As expected, the first months were hard. Unemployment soared as industrial subsidies were cut. Living standards fell and poverty jumped as prices rose faster than wages. But fresh fruit and goods of all kinds began to fill empty shelves, boosting confidence that the plan might be working. Curbs on government spending and monetary discipline brought down inflation. The new government stuck with the program.
Two years later, the transition recession ended and an entrepreneurial Poland was registering rapid growth. By the mid-90s, growth reached 5% and Poland became the first post-communist economy to match the living standards that prevailed ten years earlier. Democracy became entrenched as elected governments came and went, but the reforms persisted. Poland joined NATO, and in 2004 the European Union. Annual growth rates well above those of Western Europe began to narrow the income gap with the west. Today, Poland is Europe's 6th and the world's 18th largest economy.
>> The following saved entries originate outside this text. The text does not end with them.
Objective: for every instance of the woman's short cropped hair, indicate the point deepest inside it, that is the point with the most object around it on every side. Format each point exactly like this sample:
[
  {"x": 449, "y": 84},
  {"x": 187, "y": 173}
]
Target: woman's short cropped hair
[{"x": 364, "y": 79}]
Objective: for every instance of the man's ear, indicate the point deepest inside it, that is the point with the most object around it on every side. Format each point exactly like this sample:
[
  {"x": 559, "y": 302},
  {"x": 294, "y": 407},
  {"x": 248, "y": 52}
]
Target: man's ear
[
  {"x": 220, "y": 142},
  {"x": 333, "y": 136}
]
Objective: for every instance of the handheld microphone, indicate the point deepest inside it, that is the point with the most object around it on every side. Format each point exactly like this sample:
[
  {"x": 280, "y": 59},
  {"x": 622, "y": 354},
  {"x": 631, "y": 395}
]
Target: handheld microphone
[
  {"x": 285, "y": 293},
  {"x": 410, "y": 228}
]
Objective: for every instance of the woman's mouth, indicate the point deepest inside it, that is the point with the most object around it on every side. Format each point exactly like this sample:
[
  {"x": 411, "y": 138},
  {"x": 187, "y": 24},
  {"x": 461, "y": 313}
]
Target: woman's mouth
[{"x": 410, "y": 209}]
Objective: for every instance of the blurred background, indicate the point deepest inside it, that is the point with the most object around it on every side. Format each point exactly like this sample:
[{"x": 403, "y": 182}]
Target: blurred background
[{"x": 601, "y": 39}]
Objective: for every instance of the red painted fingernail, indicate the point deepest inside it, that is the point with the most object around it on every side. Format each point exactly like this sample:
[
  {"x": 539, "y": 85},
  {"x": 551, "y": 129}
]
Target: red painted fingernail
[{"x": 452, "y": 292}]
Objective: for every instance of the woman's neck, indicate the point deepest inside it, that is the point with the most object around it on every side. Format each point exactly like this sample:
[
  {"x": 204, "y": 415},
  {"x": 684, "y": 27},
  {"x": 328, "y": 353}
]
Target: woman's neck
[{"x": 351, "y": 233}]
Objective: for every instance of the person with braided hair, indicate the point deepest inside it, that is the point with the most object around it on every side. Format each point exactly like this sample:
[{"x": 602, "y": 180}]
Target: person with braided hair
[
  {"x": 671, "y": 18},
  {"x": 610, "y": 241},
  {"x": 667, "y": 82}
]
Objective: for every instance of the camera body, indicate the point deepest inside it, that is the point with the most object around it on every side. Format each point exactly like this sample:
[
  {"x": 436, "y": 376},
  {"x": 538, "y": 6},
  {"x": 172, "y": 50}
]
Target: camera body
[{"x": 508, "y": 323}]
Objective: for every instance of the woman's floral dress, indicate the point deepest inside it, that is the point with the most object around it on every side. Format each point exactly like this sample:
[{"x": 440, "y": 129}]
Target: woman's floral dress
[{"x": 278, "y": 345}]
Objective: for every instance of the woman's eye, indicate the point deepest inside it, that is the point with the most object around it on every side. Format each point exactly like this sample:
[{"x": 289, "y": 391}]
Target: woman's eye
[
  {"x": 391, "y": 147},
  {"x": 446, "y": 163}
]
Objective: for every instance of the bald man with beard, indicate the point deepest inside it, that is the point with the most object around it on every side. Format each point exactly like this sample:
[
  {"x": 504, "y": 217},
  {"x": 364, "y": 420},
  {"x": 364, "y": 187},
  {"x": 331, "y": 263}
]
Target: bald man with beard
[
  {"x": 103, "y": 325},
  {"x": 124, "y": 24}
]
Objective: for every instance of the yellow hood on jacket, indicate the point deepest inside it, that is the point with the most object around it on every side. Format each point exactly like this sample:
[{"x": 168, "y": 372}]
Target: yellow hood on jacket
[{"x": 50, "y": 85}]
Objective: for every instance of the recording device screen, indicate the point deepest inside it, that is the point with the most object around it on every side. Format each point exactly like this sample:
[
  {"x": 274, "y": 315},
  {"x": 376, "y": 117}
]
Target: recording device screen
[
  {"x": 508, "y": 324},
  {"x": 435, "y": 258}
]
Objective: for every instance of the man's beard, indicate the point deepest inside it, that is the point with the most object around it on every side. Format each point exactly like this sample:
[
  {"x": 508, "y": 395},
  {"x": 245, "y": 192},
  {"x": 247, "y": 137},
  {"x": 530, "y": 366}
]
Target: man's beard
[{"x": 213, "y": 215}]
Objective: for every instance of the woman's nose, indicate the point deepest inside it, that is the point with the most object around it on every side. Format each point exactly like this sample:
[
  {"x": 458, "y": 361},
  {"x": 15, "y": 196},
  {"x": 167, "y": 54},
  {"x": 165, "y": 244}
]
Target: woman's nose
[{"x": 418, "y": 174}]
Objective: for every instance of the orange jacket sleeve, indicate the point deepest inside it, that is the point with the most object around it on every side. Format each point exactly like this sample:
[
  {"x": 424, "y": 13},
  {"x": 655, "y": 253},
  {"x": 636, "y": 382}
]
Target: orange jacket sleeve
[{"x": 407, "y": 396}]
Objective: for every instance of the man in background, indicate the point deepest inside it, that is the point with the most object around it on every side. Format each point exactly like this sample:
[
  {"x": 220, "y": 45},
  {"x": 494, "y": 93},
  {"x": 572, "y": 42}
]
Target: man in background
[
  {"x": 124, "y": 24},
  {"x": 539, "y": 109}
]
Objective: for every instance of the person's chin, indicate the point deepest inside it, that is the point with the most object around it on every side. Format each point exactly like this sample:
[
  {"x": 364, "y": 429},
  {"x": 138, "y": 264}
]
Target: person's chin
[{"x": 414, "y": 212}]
Proud of his country's achievements, conservative prime minister Donald Tusk told the Financial Times (January 27th) that Poland's success is based "on the fundamental values of freedom, private property, competitiveness, and a limited role of the state." Tusk's government is raising the retirement age and pushing down the budget deficit so that Poland will qualify for membership in the Euro currency zone.
Balcerowicz, too, is proud of what's been accomplished. He credits monetary discipline with helping Poland avoid the housing bubbles that swept through the three neighboring Baltic States, resulting in their economies registering 15% declines while Poland grew by over 1.5% in 2009. Looking back, Sachs says he is "thrilled that the Poles acquitted themselves so beautifully in the pages of history."